Pierwsza partia polskiego testu na koronawirusa wejdzie do produkcji w przyszłym tygodniu. Autorską metodę wykrywania SARS-CoV-2 opracowano w Instytucie Chemii Bioorganicznej PAN w Poznaniu. Dzięki dotacji rządowej, placówka chce wyprodukować do 150 tys. testów.
– To już oficjalna informacja: Państwowy Zakład Higieny kowalidował test na koronawirusa, jako 100% skuteczny – napisał w piątek na Twitterze b. minister nauki Jarosław Gowin. Zapowiedział, że w przyszłym tygodniu wyprodukowanych zostanie pierwszych 150 tysięcy testów. – Ten test uratuje życie wielu z nas i pozwoli szybciej uruchomić polską gospodarkę – podkreślił.

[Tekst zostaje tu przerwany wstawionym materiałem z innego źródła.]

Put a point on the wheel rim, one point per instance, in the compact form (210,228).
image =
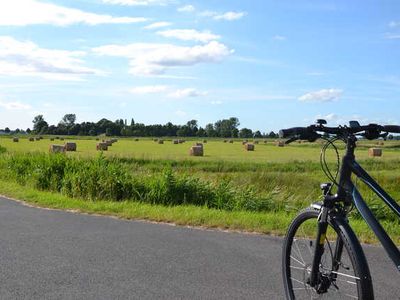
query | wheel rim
(335,284)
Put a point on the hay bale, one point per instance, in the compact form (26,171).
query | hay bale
(249,147)
(70,146)
(57,149)
(101,146)
(196,151)
(375,152)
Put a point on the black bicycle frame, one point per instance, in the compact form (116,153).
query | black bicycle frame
(387,243)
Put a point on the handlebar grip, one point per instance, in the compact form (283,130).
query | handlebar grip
(290,132)
(391,128)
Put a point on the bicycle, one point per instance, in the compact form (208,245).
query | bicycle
(333,263)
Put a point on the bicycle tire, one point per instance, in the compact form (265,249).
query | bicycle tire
(359,280)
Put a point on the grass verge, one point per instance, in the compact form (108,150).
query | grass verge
(274,223)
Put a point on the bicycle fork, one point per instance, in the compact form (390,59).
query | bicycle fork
(319,246)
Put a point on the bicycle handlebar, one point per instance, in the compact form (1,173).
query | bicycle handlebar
(311,133)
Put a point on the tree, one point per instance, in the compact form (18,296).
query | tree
(245,133)
(39,124)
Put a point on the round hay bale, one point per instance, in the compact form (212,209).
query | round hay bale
(70,146)
(57,149)
(196,151)
(101,147)
(249,147)
(375,152)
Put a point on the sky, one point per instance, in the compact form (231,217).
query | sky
(273,64)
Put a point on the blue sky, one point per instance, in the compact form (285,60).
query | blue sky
(272,64)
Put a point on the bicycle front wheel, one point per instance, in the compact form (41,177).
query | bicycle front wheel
(343,271)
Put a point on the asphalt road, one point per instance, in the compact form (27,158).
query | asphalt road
(46,254)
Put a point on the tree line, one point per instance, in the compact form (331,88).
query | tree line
(225,128)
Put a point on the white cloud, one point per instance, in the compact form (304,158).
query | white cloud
(24,58)
(186,93)
(392,36)
(230,16)
(181,113)
(324,95)
(216,102)
(137,2)
(157,25)
(14,105)
(189,35)
(148,89)
(32,12)
(280,38)
(154,59)
(186,8)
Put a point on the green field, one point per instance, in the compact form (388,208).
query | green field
(215,150)
(229,187)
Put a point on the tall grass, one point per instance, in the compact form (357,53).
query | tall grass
(231,186)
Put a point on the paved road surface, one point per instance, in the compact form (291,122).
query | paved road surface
(48,254)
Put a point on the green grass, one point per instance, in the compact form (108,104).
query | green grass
(215,150)
(187,215)
(228,188)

– Prace nad stworzeniem testu trwały trzy tygodnie – poinformował dyrektor Instytutu Chemii Bioorganicznej Polskiej Akademii Nauk w Poznaniu, prof. Marek Figlerowicz. – Nasze wysiłki dostrzeżone zostały przez Rząd Rzeczypospolitej Polskiej, który decyzją premiera Jarosława Gowina przyznał instytutowi 15 mln złotych na stworzenie zestawu diagnostycznego i wyprodukowanie pierwszych 100 tys. testów – dodał.

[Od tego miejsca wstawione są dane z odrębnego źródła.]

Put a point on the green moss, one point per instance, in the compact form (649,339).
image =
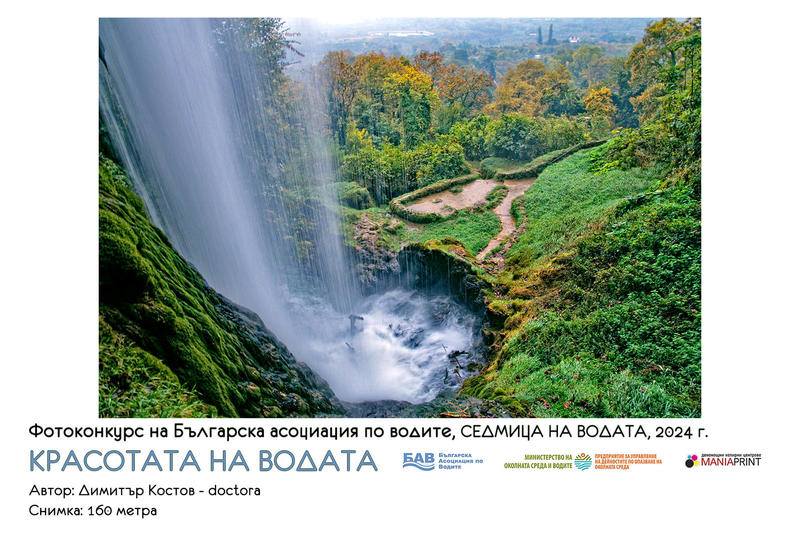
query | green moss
(158,303)
(134,383)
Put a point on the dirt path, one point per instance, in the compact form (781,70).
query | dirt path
(503,211)
(446,202)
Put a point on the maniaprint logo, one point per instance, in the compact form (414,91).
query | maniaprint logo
(735,460)
(422,461)
(583,461)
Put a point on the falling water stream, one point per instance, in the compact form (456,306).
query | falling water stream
(249,202)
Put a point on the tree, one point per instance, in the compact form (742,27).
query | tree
(601,110)
(533,90)
(662,48)
(341,80)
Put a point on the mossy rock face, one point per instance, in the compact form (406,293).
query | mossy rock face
(163,315)
(433,267)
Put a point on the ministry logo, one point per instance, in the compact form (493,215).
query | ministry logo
(583,461)
(421,461)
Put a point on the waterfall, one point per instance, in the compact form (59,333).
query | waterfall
(187,110)
(233,164)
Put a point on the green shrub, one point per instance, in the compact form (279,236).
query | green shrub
(515,136)
(353,195)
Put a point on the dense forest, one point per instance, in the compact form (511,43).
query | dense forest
(565,177)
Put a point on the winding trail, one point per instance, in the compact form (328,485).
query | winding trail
(503,211)
(446,202)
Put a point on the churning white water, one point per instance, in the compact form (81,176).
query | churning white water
(240,182)
(408,346)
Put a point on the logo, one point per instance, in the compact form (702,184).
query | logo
(736,460)
(421,461)
(583,461)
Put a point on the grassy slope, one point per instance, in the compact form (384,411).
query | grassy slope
(604,300)
(473,229)
(566,199)
(168,340)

Dr Luiza Handschuh z Zakładu Biologii Molekularnej i Systemowej ICHB PAN przekazała, że jednostkowy koszt testu, według szacunków, wynosi około 53 złotych. Produkcja zestawów do badań będzie możliwa dzięki współpracy instytutu z trzema polskimi firmami. – Każda z nich produkuje jakiś element składowy całego zestawu – powiedziała.
– Jesteśmy gotowi do tego, żeby w przyszłym tygodniu uruchomić małą, zupełnie darmową produkcję około 1 tys. testów, które przekażemy ministerstwu do dystrybucji – wyjaśniła dr Handschuh. – Natomiast w kolejnym tygodniu planujemy już ruszyć z masową produkcją w ramach tej dotacji, którą otrzymaliśmy z ministerstwa. W jej ramach planujemy wyprodukować 100-150 tys. testów, które również zostaną przekazane do ministerstwa i rozprowadzone po laboratoriach diagnostycznych w całej Polsce – dodała.

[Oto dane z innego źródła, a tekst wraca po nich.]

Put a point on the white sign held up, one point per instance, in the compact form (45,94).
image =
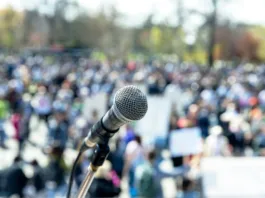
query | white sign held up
(185,142)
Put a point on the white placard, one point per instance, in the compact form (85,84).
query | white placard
(185,142)
(96,102)
(156,121)
(233,177)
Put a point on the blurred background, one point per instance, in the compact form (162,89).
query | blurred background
(200,63)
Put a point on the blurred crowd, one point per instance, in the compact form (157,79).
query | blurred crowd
(226,103)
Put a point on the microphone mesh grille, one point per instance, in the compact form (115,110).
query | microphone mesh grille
(131,102)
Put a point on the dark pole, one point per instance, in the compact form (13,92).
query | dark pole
(212,34)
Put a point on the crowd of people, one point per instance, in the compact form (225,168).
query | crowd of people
(226,103)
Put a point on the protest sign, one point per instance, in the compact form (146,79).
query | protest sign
(185,142)
(156,121)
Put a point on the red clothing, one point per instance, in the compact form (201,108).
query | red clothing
(15,120)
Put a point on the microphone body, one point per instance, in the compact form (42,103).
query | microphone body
(130,104)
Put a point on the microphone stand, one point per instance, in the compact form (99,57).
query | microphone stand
(100,154)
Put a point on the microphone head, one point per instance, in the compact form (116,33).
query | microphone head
(131,103)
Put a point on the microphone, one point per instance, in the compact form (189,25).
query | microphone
(130,104)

Trwa procedura legalizowania testów przed wprowadzeniem ich do powszechnego użycia. – Walidacja częściowo została wykonana w jednej jednostce, w drugiej czekamy na wyniki walidacji. Został już złożony wniosek w Urzędzie Rejestracji Wyrobów Medycznych także ta procedura ruszyła – powiedziała dr Handschuh.
– Proszę mieć na względzie, że te testy też musi ktoś wykonywać. Wyprodukowanie dużej liczby testów wiąże się z tym, że muszą istnieć jednostki, które będą w stanie przeprowadzić diagnostykę za pomocą tych testów. A do tej pory w Polsce przeprowadzono niewiele ponad 100 tys. testów w ogóle w skali kraju. Jeżeli więcej jednostek nie włączy się do tego, to nie pomoże to, że wyprodukujemy więcej testów – zaznaczyła dr Handschuh.
Dodała, że badanie na obecność koronawirusa za pomocą testu opracowanego w ICHB PAN trwa około 6 godzin, w czasie których można przeanalizować 92 próbki. – Nie zrobiliśmy identycznego testu do tych obecnie dostępnych. Zrobiliśmy podobny – informuje dr Handschuh.